The so-called G20 Energy Action Plan highlighted the importance of a conductive enabling environment for increased investment and sustainable growth in the region, Xinhua news agency reported.
"We stress the need for public-private partnerships, stakeholder alliances and strong political commitment to energy access," Turkish Energy and Natural Resource Minister Ali Riza Alaboyun told reporters at the conclusion of a two-day meeting here, the first of its kind for G20 energy ministers.
"The improvement of sub-Saharan countries in accessing energy has been following a very slow trend," he noted. "Last year, around one percent improvement was achieved."

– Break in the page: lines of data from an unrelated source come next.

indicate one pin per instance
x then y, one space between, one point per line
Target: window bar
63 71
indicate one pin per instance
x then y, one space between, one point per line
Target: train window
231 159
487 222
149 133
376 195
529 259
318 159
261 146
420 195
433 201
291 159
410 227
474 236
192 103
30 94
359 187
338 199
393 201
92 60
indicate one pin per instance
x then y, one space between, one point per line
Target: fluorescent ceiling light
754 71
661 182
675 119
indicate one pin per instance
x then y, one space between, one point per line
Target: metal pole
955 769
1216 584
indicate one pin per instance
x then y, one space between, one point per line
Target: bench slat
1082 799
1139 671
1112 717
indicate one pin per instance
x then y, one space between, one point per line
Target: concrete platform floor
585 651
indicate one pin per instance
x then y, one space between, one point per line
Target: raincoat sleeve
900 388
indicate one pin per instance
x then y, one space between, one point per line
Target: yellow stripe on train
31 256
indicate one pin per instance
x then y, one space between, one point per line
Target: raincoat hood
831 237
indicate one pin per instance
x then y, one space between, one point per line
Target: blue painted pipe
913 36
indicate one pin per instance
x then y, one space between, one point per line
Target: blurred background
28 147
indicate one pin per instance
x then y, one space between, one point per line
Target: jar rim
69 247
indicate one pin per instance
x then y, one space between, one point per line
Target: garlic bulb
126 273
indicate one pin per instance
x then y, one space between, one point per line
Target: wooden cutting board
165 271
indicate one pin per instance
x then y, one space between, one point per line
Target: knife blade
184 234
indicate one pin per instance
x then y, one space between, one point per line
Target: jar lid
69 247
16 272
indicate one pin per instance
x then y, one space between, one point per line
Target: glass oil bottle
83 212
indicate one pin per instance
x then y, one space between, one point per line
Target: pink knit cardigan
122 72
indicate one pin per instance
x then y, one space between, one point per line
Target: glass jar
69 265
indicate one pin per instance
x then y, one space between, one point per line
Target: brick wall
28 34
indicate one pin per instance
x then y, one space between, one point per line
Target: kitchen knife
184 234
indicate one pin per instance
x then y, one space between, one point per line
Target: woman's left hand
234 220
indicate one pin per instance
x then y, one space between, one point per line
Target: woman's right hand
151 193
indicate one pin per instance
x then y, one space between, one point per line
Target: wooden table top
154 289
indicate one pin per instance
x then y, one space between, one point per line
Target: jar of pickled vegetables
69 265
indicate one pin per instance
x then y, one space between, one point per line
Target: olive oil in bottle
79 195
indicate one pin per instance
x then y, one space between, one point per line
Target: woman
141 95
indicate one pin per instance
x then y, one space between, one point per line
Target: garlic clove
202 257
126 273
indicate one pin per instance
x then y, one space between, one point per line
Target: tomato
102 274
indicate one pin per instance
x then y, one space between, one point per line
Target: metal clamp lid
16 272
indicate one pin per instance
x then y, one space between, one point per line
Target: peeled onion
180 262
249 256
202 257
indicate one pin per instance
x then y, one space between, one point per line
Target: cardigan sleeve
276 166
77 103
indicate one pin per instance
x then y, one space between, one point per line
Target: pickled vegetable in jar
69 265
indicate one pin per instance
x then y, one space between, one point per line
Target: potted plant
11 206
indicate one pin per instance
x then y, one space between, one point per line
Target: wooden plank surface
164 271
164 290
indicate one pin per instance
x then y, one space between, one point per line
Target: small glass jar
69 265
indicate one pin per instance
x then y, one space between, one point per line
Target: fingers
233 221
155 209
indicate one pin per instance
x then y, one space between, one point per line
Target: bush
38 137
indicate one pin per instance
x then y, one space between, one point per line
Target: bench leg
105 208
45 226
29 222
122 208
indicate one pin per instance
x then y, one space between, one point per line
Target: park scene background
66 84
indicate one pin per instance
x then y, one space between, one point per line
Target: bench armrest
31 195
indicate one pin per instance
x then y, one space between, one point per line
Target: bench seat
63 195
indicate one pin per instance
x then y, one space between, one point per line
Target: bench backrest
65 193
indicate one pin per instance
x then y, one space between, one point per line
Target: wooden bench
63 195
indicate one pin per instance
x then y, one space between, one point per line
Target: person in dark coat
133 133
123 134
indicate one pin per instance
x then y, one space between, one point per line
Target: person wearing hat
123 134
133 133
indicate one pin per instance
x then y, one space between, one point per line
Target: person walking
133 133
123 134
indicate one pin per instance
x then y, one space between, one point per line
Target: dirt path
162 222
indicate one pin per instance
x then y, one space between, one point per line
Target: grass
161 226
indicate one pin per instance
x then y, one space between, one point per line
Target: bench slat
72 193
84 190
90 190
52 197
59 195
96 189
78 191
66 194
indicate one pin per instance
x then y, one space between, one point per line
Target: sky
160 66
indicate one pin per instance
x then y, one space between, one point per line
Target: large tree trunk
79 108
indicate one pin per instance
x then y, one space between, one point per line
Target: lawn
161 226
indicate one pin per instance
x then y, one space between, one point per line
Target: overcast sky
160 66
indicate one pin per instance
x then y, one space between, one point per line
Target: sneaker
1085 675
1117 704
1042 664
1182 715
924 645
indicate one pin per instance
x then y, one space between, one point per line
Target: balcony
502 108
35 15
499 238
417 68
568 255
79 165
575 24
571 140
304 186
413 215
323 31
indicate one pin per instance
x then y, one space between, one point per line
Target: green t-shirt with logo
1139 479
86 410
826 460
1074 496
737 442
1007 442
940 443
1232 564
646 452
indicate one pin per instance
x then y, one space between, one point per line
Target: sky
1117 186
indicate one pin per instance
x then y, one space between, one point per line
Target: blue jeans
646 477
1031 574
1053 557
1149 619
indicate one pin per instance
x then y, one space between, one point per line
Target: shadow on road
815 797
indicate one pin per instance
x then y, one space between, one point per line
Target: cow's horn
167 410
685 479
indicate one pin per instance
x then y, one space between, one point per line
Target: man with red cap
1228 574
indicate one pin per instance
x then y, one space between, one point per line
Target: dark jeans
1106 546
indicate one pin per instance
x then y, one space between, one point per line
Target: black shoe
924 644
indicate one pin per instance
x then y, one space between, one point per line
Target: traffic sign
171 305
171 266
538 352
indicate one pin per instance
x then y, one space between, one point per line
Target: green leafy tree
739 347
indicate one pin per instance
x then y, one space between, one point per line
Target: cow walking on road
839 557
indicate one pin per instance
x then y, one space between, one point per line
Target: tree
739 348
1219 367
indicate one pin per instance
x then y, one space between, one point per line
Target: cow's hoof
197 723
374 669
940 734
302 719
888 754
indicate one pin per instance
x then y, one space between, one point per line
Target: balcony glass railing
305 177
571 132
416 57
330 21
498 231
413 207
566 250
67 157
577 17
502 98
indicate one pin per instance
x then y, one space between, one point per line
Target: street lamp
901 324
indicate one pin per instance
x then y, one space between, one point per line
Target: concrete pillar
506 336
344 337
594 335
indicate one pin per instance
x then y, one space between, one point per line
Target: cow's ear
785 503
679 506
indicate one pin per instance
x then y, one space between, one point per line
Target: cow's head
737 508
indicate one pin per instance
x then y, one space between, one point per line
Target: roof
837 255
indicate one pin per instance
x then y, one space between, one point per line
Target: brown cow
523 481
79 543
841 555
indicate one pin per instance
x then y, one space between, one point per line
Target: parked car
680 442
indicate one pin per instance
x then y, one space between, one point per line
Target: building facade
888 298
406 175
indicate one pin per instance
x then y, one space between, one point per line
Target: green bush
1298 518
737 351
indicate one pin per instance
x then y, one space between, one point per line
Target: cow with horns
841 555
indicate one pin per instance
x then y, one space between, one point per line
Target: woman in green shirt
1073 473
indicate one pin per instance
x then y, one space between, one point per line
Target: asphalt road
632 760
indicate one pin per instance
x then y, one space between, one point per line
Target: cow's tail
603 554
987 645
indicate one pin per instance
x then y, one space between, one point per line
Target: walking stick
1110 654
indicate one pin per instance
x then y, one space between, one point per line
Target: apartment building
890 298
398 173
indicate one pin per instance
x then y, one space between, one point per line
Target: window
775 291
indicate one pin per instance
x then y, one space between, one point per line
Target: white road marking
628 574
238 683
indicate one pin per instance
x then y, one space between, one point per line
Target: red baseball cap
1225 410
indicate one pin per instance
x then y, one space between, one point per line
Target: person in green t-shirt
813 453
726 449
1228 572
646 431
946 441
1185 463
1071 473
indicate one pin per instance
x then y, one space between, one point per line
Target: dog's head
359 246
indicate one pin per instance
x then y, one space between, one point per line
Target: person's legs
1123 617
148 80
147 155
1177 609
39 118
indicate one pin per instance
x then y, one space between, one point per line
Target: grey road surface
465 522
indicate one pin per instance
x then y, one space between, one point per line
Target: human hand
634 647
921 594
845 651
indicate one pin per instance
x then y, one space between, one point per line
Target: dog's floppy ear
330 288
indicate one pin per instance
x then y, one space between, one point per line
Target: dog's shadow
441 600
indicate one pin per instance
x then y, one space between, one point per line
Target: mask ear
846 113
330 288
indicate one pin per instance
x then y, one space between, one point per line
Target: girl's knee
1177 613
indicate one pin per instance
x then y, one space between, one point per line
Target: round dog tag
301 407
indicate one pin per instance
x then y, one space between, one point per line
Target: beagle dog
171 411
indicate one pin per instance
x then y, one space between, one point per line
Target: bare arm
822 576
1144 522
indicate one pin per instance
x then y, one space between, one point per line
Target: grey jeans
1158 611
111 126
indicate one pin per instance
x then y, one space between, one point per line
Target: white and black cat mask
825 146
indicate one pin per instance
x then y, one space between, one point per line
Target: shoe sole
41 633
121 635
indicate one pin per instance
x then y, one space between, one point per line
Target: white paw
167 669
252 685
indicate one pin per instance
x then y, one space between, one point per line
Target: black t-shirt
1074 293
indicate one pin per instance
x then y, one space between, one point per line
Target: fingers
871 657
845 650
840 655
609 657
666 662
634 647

"If the development continues at the same pace, half of the Sub-Saharan countries will continue to live in the dark," warned the minister, whose country holds the G20 presidency.
Africa needs investment for producing an extra 6-7 kilowatt of power per year, energy experts said.
Alaboyun urged Turkey and China, which assumes the G20 presidency next year, to cooperate in Africa.
Globally over 1.1 billion people live without access to electricity and 2.6 billion people live without clean cooking facilities, a dire situation that also exposes them to health and environmental problems, according to the International Energy Agency.
In sub-Saharan Africa, more than 600 million people have no access to energy, while 730 million people are using unhealthy solid biomass in cooking.